Photo Credit: Paige French
Chef and restaurateur Peter Dale’s latest venture, Condor Chocolates, is a family affair. He and his brother Nick were inspired to open up Athens’ first specialty chocolate shop by lifetimes of taking regular trips to their mother’s native country of Ecuador.
“We would go to Ecuador to visit family and would want to bring back gifts for people,” Peter says. “I’ve always loved their chocolate, and they grow a lot of cacao, so it was a natural to want to bring back chocolates as gifts. Several years ago, I had a really hard time finding a nice Ecuadorian cacao that was of high quality and packaged nicely. That had been on my mind for a long time, and actually in the years since then.”
In the time that he considered the gap in high quality Ecuadorian chocolate production, Peter also noticed the changes in the country’s cacao industry. More cacao is grown in Ecuador than anywhere else in the Americas, and the country recently overtook Brazil as the South American cacao industry’s leader. But most of what’s grown gets mixed from various growers and goes straight to big producers of commodities like Nestle chocolate products. As Ecuadorian cacao production has flourished, it’s begun to diversify.
“There is starting to be a movement where smaller operations are growing things in a more thoughtful way,” Peter says. “Instead of it going into the commodity market to become a blend with all the other beans from Ecuador, they’re focusing on organic farming practices and single-origin sourcing.”
Once the brothers determined that they were going to begin a chocolate operation, their father helped lay the groundwork for their relationships with growers in Ecuador. The Dale parents spend half of each year there, making it an easy trip for the brothers. It was important that they meet their growers face-to-face and search carefully for the right beans.
“Chocolate’s a lot like coffee or wine, meaning that there’s definitely a flavor profile that you can find throughout Ecuadorian cacao, but depending on the province and the weather and the soil conditions and all that stuff, there’s variations,” Peter says. “So even though it’s the same bean grown throughout the country, there’s really a lot of nuances.”
The Dales hope to highlight these nuances in chocolate to come. They’ll also be using the chocolate to feature local products. The first chocolate bar they’ve produced is made of milk chocolate with Georgia pecans, and it has flown off the shelves already. As they perfect their process and grow, Condor Chocolates will have more bars, new truffles, other products like gelato in the summer and hazelnut chocolate spread this week.
Among the ingredients they’re excited to feature is merken, a smoked chili pepper from Chile. “Our dad was in the Peace Corps in southern Chile, and he lived with a tribe of Native Americans. They’re the ones who make that chili," Peter says. "And so while it’s not Ecuadorian and it’s not from Georgia, it’s certainly part of our family story.”

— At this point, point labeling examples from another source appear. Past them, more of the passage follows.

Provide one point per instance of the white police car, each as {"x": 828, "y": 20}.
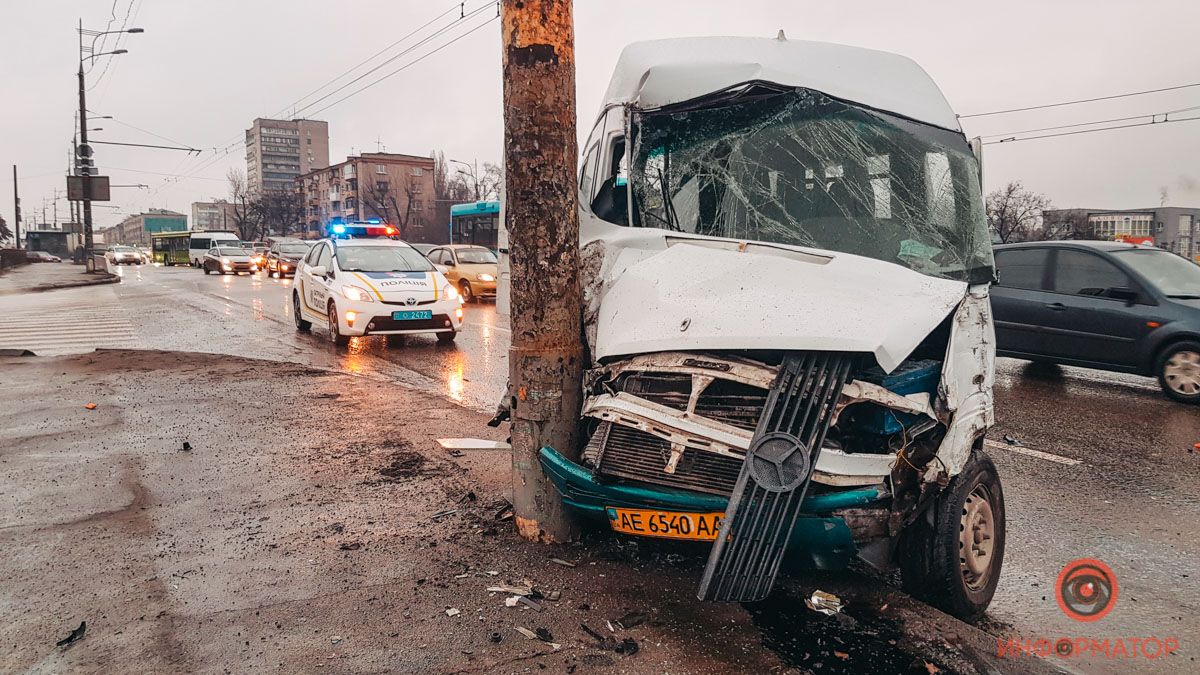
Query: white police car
{"x": 363, "y": 286}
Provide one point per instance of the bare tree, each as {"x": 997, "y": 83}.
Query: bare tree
{"x": 394, "y": 204}
{"x": 1067, "y": 223}
{"x": 246, "y": 209}
{"x": 280, "y": 213}
{"x": 480, "y": 185}
{"x": 1014, "y": 213}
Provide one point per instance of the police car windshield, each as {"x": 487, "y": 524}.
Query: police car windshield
{"x": 381, "y": 258}
{"x": 475, "y": 256}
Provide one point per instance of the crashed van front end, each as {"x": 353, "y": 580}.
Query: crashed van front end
{"x": 786, "y": 273}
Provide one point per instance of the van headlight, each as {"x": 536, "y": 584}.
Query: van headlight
{"x": 357, "y": 294}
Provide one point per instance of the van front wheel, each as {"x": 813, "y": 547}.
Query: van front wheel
{"x": 952, "y": 555}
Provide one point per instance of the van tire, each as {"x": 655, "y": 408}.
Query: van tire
{"x": 1177, "y": 352}
{"x": 933, "y": 567}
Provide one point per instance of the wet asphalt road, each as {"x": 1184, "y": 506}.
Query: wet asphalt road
{"x": 1111, "y": 473}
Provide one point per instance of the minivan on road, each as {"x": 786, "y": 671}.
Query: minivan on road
{"x": 1109, "y": 305}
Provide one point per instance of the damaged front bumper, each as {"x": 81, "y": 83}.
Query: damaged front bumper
{"x": 821, "y": 535}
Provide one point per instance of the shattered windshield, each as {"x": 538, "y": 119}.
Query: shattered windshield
{"x": 798, "y": 167}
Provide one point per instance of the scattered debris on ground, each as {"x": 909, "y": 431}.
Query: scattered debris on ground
{"x": 826, "y": 603}
{"x": 405, "y": 464}
{"x": 76, "y": 635}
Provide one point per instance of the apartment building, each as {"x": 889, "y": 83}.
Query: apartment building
{"x": 1174, "y": 228}
{"x": 280, "y": 150}
{"x": 393, "y": 187}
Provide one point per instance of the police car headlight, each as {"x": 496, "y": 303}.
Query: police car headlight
{"x": 357, "y": 294}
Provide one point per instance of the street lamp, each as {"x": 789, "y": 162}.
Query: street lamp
{"x": 85, "y": 167}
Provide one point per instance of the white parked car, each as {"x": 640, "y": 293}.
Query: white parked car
{"x": 373, "y": 287}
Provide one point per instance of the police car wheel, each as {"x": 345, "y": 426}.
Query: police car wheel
{"x": 335, "y": 335}
{"x": 301, "y": 324}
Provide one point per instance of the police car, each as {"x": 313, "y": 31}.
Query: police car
{"x": 359, "y": 281}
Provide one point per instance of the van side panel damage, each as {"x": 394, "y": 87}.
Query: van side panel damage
{"x": 967, "y": 377}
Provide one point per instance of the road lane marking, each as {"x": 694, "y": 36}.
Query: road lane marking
{"x": 1031, "y": 452}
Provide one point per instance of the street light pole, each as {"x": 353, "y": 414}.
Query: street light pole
{"x": 85, "y": 167}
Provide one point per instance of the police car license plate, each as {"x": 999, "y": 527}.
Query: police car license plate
{"x": 412, "y": 315}
{"x": 666, "y": 524}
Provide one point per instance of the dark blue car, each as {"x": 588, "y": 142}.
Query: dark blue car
{"x": 1102, "y": 304}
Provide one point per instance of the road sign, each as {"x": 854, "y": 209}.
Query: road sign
{"x": 88, "y": 189}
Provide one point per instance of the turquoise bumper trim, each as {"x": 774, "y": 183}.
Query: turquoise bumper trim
{"x": 582, "y": 491}
{"x": 825, "y": 541}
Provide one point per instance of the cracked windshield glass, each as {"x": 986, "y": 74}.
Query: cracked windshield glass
{"x": 798, "y": 167}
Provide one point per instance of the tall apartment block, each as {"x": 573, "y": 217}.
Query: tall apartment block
{"x": 280, "y": 150}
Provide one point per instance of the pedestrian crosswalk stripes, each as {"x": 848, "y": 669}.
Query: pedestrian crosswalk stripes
{"x": 55, "y": 323}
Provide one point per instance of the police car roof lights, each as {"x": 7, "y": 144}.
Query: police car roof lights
{"x": 373, "y": 227}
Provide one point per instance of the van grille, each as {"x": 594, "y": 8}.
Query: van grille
{"x": 637, "y": 455}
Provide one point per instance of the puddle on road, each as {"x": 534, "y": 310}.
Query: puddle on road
{"x": 808, "y": 640}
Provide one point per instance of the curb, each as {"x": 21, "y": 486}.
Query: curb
{"x": 102, "y": 280}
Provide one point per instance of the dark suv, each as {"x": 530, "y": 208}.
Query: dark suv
{"x": 1102, "y": 304}
{"x": 283, "y": 256}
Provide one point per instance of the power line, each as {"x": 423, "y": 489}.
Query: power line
{"x": 1081, "y": 101}
{"x": 409, "y": 49}
{"x": 120, "y": 35}
{"x": 237, "y": 138}
{"x": 413, "y": 63}
{"x": 225, "y": 151}
{"x": 1090, "y": 130}
{"x": 369, "y": 59}
{"x": 1151, "y": 115}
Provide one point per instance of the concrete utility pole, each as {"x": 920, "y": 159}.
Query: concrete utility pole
{"x": 16, "y": 209}
{"x": 546, "y": 356}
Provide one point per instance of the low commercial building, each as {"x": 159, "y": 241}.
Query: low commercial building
{"x": 217, "y": 214}
{"x": 1174, "y": 228}
{"x": 137, "y": 228}
{"x": 394, "y": 187}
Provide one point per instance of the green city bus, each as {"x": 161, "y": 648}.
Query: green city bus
{"x": 171, "y": 248}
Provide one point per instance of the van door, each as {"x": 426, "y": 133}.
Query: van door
{"x": 1019, "y": 300}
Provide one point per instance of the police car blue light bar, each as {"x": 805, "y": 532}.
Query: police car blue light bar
{"x": 373, "y": 227}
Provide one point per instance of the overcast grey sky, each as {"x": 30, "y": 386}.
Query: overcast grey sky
{"x": 204, "y": 70}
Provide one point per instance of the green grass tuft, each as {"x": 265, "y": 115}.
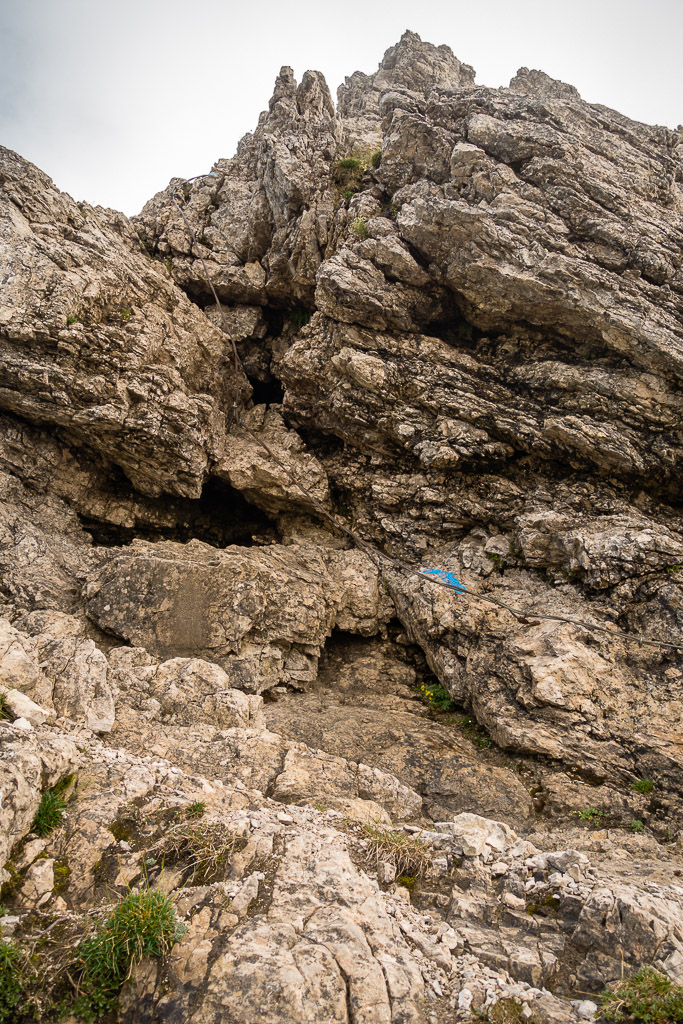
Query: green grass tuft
{"x": 436, "y": 696}
{"x": 143, "y": 924}
{"x": 5, "y": 714}
{"x": 359, "y": 228}
{"x": 50, "y": 811}
{"x": 647, "y": 997}
{"x": 11, "y": 980}
{"x": 196, "y": 809}
{"x": 408, "y": 853}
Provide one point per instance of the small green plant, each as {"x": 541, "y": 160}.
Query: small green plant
{"x": 591, "y": 814}
{"x": 11, "y": 980}
{"x": 646, "y": 997}
{"x": 50, "y": 810}
{"x": 497, "y": 559}
{"x": 61, "y": 876}
{"x": 5, "y": 714}
{"x": 143, "y": 924}
{"x": 196, "y": 809}
{"x": 347, "y": 175}
{"x": 359, "y": 228}
{"x": 408, "y": 853}
{"x": 436, "y": 696}
{"x": 299, "y": 316}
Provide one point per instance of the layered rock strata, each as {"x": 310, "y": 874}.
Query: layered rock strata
{"x": 459, "y": 320}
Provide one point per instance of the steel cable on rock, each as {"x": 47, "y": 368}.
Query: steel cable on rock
{"x": 377, "y": 556}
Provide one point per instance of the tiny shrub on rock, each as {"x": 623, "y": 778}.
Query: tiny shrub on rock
{"x": 51, "y": 808}
{"x": 11, "y": 980}
{"x": 143, "y": 924}
{"x": 647, "y": 997}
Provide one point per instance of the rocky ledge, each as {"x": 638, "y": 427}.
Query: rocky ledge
{"x": 357, "y": 796}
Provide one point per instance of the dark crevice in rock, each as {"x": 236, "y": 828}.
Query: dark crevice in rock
{"x": 267, "y": 392}
{"x": 220, "y": 517}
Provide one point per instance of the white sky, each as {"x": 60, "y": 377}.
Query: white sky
{"x": 114, "y": 98}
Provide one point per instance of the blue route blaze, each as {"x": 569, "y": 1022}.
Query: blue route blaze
{"x": 447, "y": 578}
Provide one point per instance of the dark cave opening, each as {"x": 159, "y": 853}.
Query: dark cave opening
{"x": 220, "y": 517}
{"x": 268, "y": 392}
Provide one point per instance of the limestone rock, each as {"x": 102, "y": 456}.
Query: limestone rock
{"x": 99, "y": 343}
{"x": 261, "y": 614}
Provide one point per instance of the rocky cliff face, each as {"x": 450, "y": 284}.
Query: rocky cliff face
{"x": 459, "y": 317}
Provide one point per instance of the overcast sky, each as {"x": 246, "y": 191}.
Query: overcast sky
{"x": 114, "y": 98}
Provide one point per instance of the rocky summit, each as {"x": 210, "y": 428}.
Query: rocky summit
{"x": 341, "y": 568}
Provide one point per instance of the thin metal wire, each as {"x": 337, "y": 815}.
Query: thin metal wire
{"x": 377, "y": 556}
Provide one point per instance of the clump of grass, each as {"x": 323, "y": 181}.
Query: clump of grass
{"x": 591, "y": 814}
{"x": 436, "y": 696}
{"x": 207, "y": 847}
{"x": 11, "y": 980}
{"x": 408, "y": 853}
{"x": 299, "y": 316}
{"x": 359, "y": 228}
{"x": 143, "y": 924}
{"x": 5, "y": 714}
{"x": 51, "y": 808}
{"x": 348, "y": 172}
{"x": 196, "y": 809}
{"x": 408, "y": 882}
{"x": 646, "y": 997}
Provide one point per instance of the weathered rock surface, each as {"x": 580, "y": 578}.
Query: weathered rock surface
{"x": 98, "y": 342}
{"x": 261, "y": 613}
{"x": 459, "y": 320}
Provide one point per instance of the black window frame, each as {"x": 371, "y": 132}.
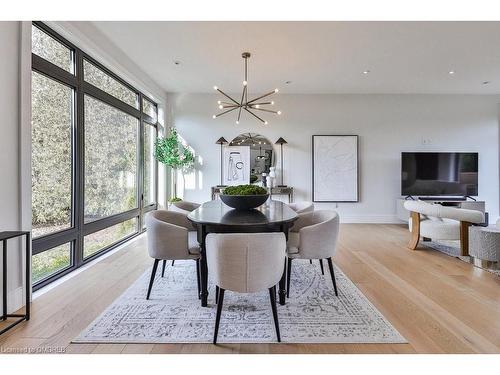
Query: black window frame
{"x": 79, "y": 229}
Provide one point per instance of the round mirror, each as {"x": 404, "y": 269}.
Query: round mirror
{"x": 261, "y": 154}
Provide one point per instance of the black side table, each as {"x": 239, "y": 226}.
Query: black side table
{"x": 4, "y": 236}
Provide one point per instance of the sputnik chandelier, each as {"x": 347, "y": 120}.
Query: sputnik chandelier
{"x": 244, "y": 104}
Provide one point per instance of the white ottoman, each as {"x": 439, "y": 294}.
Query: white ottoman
{"x": 484, "y": 246}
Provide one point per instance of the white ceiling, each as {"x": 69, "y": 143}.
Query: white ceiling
{"x": 318, "y": 57}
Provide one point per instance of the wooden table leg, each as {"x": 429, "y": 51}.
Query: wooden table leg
{"x": 282, "y": 284}
{"x": 282, "y": 290}
{"x": 203, "y": 268}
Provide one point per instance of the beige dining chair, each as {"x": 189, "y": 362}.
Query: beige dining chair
{"x": 171, "y": 237}
{"x": 314, "y": 236}
{"x": 183, "y": 206}
{"x": 246, "y": 263}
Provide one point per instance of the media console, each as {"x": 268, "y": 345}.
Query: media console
{"x": 403, "y": 214}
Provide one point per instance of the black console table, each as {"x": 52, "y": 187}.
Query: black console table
{"x": 4, "y": 236}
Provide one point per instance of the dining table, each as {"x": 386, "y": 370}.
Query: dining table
{"x": 217, "y": 217}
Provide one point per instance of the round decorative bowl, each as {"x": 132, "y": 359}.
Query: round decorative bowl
{"x": 244, "y": 202}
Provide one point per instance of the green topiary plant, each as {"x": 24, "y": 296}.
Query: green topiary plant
{"x": 170, "y": 151}
{"x": 244, "y": 190}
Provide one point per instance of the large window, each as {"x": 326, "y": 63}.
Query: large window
{"x": 93, "y": 172}
{"x": 111, "y": 147}
{"x": 51, "y": 139}
{"x": 149, "y": 165}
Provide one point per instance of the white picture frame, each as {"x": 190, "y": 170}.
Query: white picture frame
{"x": 335, "y": 168}
{"x": 236, "y": 170}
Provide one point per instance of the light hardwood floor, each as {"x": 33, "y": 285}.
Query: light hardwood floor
{"x": 439, "y": 303}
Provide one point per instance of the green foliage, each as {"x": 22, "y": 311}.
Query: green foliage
{"x": 245, "y": 190}
{"x": 170, "y": 152}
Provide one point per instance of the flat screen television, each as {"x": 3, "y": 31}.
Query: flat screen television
{"x": 439, "y": 174}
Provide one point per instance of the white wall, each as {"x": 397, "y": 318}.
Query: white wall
{"x": 386, "y": 124}
{"x": 10, "y": 218}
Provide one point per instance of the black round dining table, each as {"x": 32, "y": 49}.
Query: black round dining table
{"x": 217, "y": 217}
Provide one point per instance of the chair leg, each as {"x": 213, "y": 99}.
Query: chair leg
{"x": 272, "y": 295}
{"x": 219, "y": 310}
{"x": 153, "y": 273}
{"x": 332, "y": 274}
{"x": 288, "y": 273}
{"x": 163, "y": 268}
{"x": 198, "y": 277}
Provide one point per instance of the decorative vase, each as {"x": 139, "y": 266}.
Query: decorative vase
{"x": 272, "y": 176}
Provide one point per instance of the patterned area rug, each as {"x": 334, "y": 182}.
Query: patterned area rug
{"x": 312, "y": 314}
{"x": 452, "y": 248}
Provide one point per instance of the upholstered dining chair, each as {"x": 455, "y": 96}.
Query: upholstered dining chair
{"x": 302, "y": 207}
{"x": 314, "y": 236}
{"x": 246, "y": 263}
{"x": 171, "y": 236}
{"x": 184, "y": 207}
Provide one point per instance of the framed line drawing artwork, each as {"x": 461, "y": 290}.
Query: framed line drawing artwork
{"x": 335, "y": 168}
{"x": 236, "y": 165}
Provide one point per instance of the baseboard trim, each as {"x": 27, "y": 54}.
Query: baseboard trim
{"x": 370, "y": 219}
{"x": 15, "y": 300}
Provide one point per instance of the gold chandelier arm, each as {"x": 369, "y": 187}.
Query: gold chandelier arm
{"x": 253, "y": 114}
{"x": 265, "y": 110}
{"x": 227, "y": 96}
{"x": 261, "y": 97}
{"x": 241, "y": 104}
{"x": 262, "y": 103}
{"x": 229, "y": 110}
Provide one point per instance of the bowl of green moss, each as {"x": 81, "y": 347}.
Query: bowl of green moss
{"x": 244, "y": 197}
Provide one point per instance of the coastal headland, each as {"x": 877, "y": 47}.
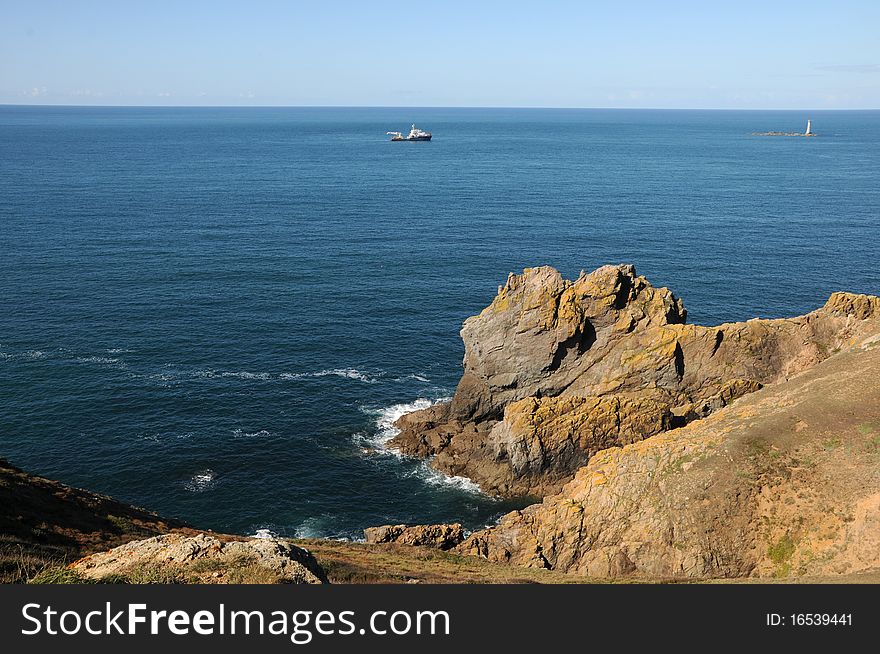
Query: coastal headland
{"x": 653, "y": 449}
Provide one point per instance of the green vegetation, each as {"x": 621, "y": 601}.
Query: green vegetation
{"x": 58, "y": 575}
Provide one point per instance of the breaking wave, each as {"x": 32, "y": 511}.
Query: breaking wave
{"x": 201, "y": 481}
{"x": 347, "y": 373}
{"x": 385, "y": 419}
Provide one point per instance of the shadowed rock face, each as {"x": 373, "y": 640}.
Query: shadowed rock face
{"x": 785, "y": 482}
{"x": 556, "y": 370}
{"x": 443, "y": 537}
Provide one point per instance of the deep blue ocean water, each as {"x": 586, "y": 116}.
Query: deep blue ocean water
{"x": 215, "y": 313}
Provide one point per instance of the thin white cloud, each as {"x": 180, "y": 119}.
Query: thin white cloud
{"x": 850, "y": 68}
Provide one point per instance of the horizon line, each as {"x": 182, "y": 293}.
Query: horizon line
{"x": 357, "y": 106}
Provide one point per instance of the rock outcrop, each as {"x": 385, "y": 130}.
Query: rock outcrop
{"x": 785, "y": 482}
{"x": 442, "y": 537}
{"x": 556, "y": 370}
{"x": 202, "y": 559}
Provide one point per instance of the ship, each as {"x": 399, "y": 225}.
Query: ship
{"x": 415, "y": 134}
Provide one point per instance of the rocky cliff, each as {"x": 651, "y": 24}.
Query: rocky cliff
{"x": 784, "y": 482}
{"x": 557, "y": 370}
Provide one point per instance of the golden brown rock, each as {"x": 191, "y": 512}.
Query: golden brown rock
{"x": 785, "y": 482}
{"x": 609, "y": 334}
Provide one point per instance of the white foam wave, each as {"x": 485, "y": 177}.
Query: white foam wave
{"x": 415, "y": 377}
{"x": 201, "y": 481}
{"x": 241, "y": 433}
{"x": 347, "y": 373}
{"x": 264, "y": 376}
{"x": 387, "y": 416}
{"x": 27, "y": 354}
{"x": 435, "y": 478}
{"x": 107, "y": 361}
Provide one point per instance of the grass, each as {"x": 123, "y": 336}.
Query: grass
{"x": 59, "y": 575}
{"x": 780, "y": 553}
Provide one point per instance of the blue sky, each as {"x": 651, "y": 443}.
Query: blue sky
{"x": 548, "y": 54}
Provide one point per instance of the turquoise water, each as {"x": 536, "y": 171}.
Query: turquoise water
{"x": 215, "y": 313}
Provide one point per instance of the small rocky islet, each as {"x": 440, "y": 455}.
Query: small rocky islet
{"x": 653, "y": 449}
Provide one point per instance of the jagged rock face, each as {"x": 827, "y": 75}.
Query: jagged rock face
{"x": 785, "y": 482}
{"x": 534, "y": 339}
{"x": 609, "y": 334}
{"x": 442, "y": 537}
{"x": 204, "y": 559}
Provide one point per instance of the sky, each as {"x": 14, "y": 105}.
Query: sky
{"x": 552, "y": 53}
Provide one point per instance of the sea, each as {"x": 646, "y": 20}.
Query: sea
{"x": 218, "y": 313}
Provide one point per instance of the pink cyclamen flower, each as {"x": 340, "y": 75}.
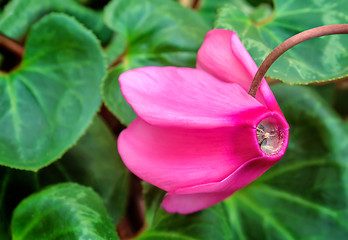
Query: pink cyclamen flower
{"x": 199, "y": 135}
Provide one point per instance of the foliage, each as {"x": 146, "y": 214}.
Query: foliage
{"x": 61, "y": 176}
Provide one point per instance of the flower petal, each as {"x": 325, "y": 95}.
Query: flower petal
{"x": 223, "y": 55}
{"x": 170, "y": 96}
{"x": 173, "y": 158}
{"x": 196, "y": 198}
{"x": 189, "y": 203}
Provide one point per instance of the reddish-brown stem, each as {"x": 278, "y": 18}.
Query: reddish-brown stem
{"x": 289, "y": 43}
{"x": 11, "y": 45}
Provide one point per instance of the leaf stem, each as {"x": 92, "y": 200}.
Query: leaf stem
{"x": 11, "y": 45}
{"x": 288, "y": 44}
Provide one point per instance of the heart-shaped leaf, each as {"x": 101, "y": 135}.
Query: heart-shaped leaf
{"x": 157, "y": 33}
{"x": 13, "y": 25}
{"x": 93, "y": 162}
{"x": 50, "y": 99}
{"x": 63, "y": 211}
{"x": 261, "y": 30}
{"x": 304, "y": 196}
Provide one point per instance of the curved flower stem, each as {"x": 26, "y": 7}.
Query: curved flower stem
{"x": 11, "y": 45}
{"x": 289, "y": 43}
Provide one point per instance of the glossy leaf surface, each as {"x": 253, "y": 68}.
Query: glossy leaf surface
{"x": 63, "y": 211}
{"x": 50, "y": 99}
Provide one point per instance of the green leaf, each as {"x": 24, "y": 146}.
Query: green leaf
{"x": 63, "y": 211}
{"x": 317, "y": 60}
{"x": 13, "y": 25}
{"x": 304, "y": 196}
{"x": 157, "y": 33}
{"x": 94, "y": 162}
{"x": 50, "y": 99}
{"x": 211, "y": 223}
{"x": 14, "y": 186}
{"x": 114, "y": 99}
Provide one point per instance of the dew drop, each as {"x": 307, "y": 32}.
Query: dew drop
{"x": 270, "y": 136}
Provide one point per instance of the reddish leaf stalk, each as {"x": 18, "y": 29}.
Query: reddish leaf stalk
{"x": 288, "y": 44}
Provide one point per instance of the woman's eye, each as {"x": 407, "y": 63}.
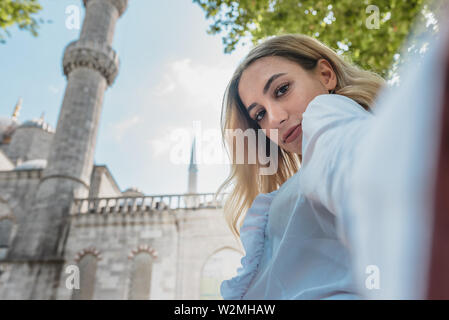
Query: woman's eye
{"x": 283, "y": 89}
{"x": 259, "y": 116}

Although the brothers had never worked together professionally, they’ve found now that they make a great team. Nick brings to the table experience and a love of making chocolates and a proficiency with the kind of machines involved in making the chocolate. Peter adds his creative culinary sense and years of running restaurants.
The Dale brothers opened up Condor Chocolates in the last days of the Christmas shopping hustle, just in time to make it into stockings across Athens and elsewhere. As they get established, they’re hopeful for what their chocolate endeavors can do for the Athens food scene at large—that perhaps it could serve an ambassadorial role for what Athens food has to offer.
“I think the food scene in Athens has grown so much, but typically it requires someone to come to Athens. This is an Athens food product that is easily transported, and we can take what’s going on in Athens’ food scene to other places, to people who aren’t in Athens,” says Peter. “With Creature Comforts beer and Terrapin beer, there are starting to be food manufacturers that could take the idea of what’s going on here and export it, and it’s cool to be a part of that avenue.”